Other Side of the Wind, The: Orson Welles’s Last Feature Restored and Shown

Orson Welles’ troubled feature, The Other Side of the Wind, which was in production for 15 years, and then went into a state of limbo for decades, was finally publicly unveiled, courtesy of Netflix, as a special presentation of the 2018 Venice Film Fest.

In a festival that’s extremely strong this year in terms of high-quality art films and high caliber Hollywood A-talent (A Star Is Born, starring Bradley Cooper and Lady Gaga, world premiered to great acclaim last night), Welles’ last (unfinished) feature still stands out as a cause for celebration for many cineastes and cinephiles who have been eagerly awaiting to see it.

Some background and context is necessary: In 1970, Welles returns to Hollywood after 15 years of exile, hoping to make a splashy comeback with The Other Side of the Wind.  It didn’t work that way for the genius director, who at age 26 made what’s considered to be by many critics the best American film ever made, Citizen Kane.  Form the start, Welles was Hollywood’s enfant terrible, recognized as brilliant but “difficult” filmmaker, which led, among other factors, to his exile to Europe, and to a status that labeled him a martyred victim of the system.

Shot in an unconventional style, in both color and black-and-white, Welles’ satire contains a narrative-within narrative, a film that’s replete with references to both Classic Hollywood Cinema and Avant-Garde European Art Film, specifically Antonioni’s films, Blow-Up and Zabriskie Point.

The presence of real-life directors, American and foreign, representing a wide array of strategies and styles–from John Huston to Paul Mazursky to Claude Chabrol to Henry Jaglom–adds layers of self-reflexivity and intertextuality; you keep thinking of the would be future of the all the dramatic persona. For example, Peter Bogdanovich, who plays a major role in Other Side of the Wind, was bac then a critic and programmer, but in the next year, he would become a major director, after making a striking debut with the Oscar-winning film, The Last Picture Show.

In the “new” film, John Huston plays Jake Hannaford, an aging, egomaniac Hollywood director (possibly modeled on Welles and Huston himself) who was killed in a car crash on his 70th birthday. (Ironically, Welles himself died in 1985, when he was 70!). Just before his death, Hannaford was trying to revive his career with a sensationalistic film, which contains gratuitous sex scenes and graphic violence, all underlying very strong Freudian association (in the text and also subtext).
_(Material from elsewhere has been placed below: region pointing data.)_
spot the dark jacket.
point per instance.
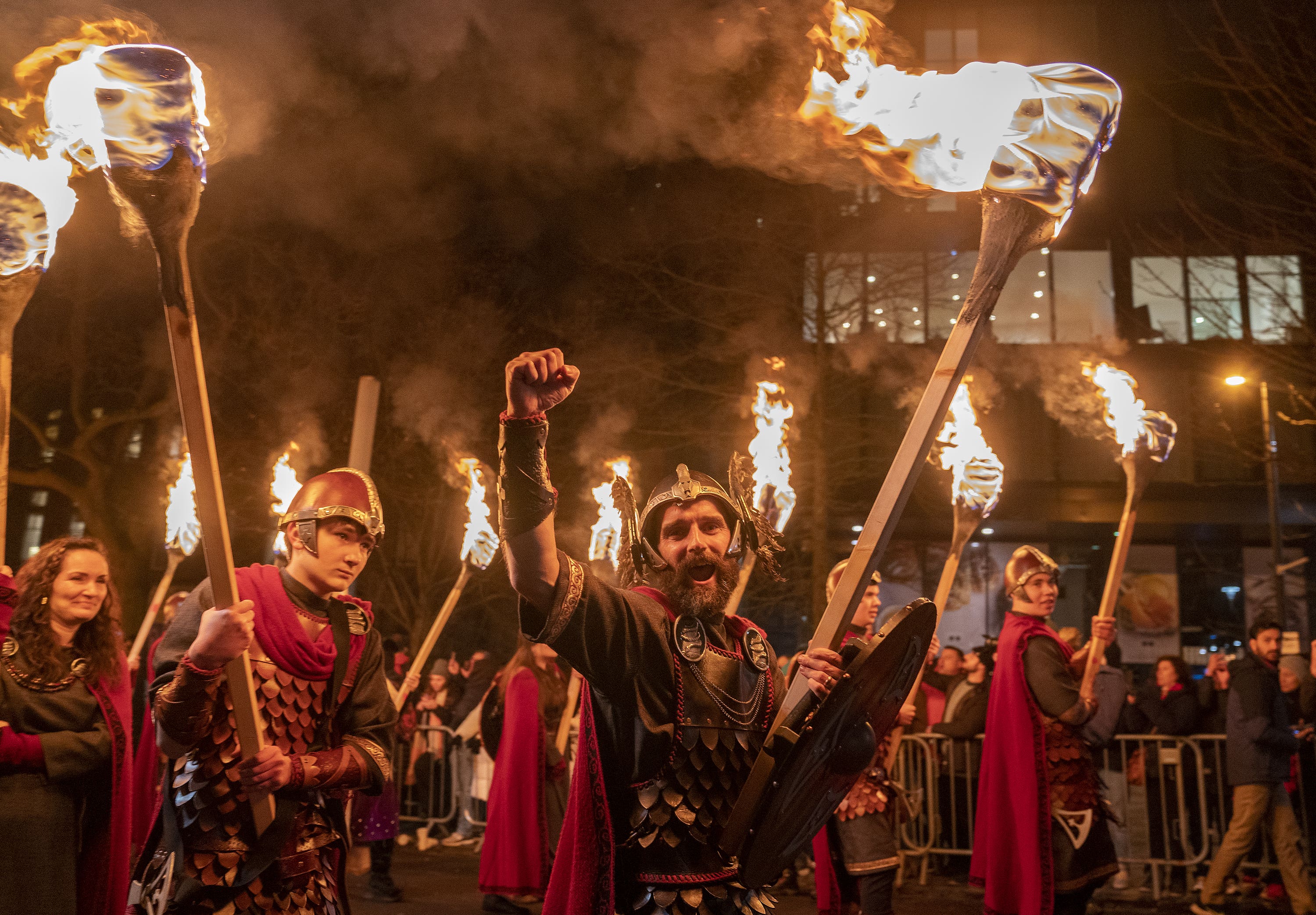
(1260, 738)
(1176, 714)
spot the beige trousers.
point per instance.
(1253, 806)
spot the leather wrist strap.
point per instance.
(526, 494)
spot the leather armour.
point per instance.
(676, 822)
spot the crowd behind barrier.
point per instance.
(1172, 796)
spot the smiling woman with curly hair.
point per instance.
(65, 718)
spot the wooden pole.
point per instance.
(1011, 228)
(15, 293)
(166, 201)
(175, 556)
(747, 571)
(569, 713)
(435, 630)
(1137, 473)
(364, 424)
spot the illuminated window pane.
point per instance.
(1159, 287)
(1274, 298)
(1085, 302)
(1214, 294)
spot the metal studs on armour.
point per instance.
(690, 639)
(756, 649)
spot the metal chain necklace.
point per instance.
(32, 682)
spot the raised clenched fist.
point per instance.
(539, 381)
(223, 635)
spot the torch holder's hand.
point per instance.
(537, 382)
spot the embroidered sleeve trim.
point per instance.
(375, 752)
(564, 610)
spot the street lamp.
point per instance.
(1277, 545)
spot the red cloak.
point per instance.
(515, 859)
(1012, 834)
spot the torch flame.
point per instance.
(143, 99)
(1033, 132)
(773, 494)
(283, 489)
(481, 540)
(182, 527)
(36, 202)
(977, 473)
(606, 534)
(1134, 424)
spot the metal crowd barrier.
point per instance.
(1174, 814)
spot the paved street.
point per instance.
(443, 883)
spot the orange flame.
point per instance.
(283, 489)
(36, 202)
(479, 544)
(1033, 132)
(773, 494)
(977, 473)
(182, 527)
(606, 534)
(1134, 424)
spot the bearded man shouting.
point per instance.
(681, 697)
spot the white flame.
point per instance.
(977, 473)
(182, 528)
(1033, 132)
(283, 490)
(36, 202)
(773, 494)
(479, 544)
(144, 99)
(606, 534)
(1134, 424)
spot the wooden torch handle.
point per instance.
(157, 602)
(435, 630)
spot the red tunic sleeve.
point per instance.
(515, 856)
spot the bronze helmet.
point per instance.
(341, 493)
(687, 486)
(1026, 563)
(833, 577)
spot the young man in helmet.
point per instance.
(319, 672)
(1041, 843)
(681, 696)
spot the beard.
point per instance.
(699, 601)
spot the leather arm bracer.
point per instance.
(526, 494)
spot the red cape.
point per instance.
(515, 858)
(1012, 834)
(582, 881)
(103, 864)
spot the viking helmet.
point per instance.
(1026, 563)
(833, 577)
(343, 493)
(686, 486)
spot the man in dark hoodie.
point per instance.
(1260, 744)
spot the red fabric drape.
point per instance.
(1012, 852)
(515, 856)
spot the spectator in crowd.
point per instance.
(1260, 746)
(962, 719)
(1214, 694)
(1112, 717)
(478, 673)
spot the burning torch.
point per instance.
(1145, 440)
(283, 489)
(773, 494)
(479, 545)
(36, 202)
(182, 535)
(139, 114)
(1030, 140)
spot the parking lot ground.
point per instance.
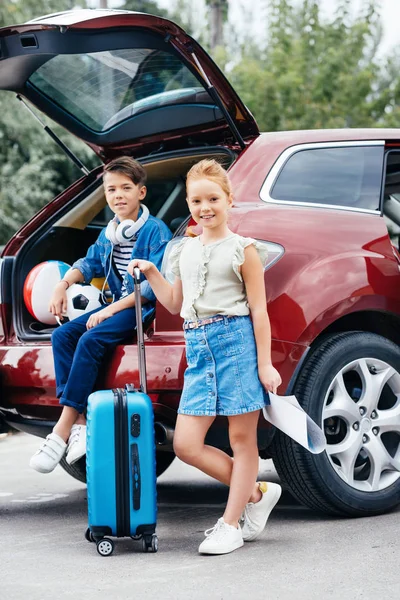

At the time of Hannaford’s party, this trashy faux art picture, titled Other Side of the Wind, has been left unfinished after its star, John Daly, stormed off the set. A screening of some parts of the unfinished feature is arranged to get extra-financial backing from studio boss Max David. Since Hannaford is absent, former child star Billy Boyle makes an impossible effort to describe the film’s contents.  Intercut with the main thread are scenes about various groups setting out for Hannaford’s celebration at his Arizona ranch, including his young protégé and bright cineaste Otterlake (Bogdanovich), and former lover and actress in one of Hannaford’s film, played by the lovely Lili Palmer.

Obnoxious reporter Mr. Pister is thrown out of Hannaford’s car after infuriating him. Stranded in the desert, unfazed, he gets on a bus that takes crew members and journalists—including Mercedes McCambridge–to the party.

Most journalists are asking invasive, too personal questions about Hannaford’s bi-sexuality, since in public, he has always displayed charismatic macho persona a la Hemingway/Hawks/Fleming.  Hannaford is also notorious for seducing his actors’ wives and girlfriends.

Most notable is the absence of John Dale, the androgynous-looking, leather-clad star, whom Hannaford had discovered when he attempted suicide by jumping into the ocean off Mexico.

Meanwhile, scenes from the film are shown at a private screening room. Hannaford, drunk and out of control, breaks down, asking Otterlake’s help to revive his flagging career, desperately trying to sober up.

A power outage interrupts the screening, but the party continues by lantern-light, eventually moving to empty drive-in Arizona.

Orson Welles (1915 – 1985), American actor, producer, writer and director. (Photo by Central Press/Getty Images)

When journalist Juliette Riche (Susan Strasberg, daughter of the famous Actors Studio head, Lee Strasberg) persists in asking irritating questions, the already angry (and as usual drunk) director assaults her violently by smacking her face–to the utmost shock of the other observers.

Numerous technicians and archivists have worked hard on the restoration to lend it coherence and meaning.  Occasionally, notes onscreen inform us about scenes and shots still missing.  End result is a sporadically involving, intermittently dazzling feature, but ultimately a movie that remains a mystery puzzle, a curio item, and in some ways, stull unfinished, or not fully realized.

I can only guess what the movie would have looked like if Welles himself finished it. But I highly recommend that you see it: We spectators–and film history–owe this debt to one of the world’s greatest filmmakers.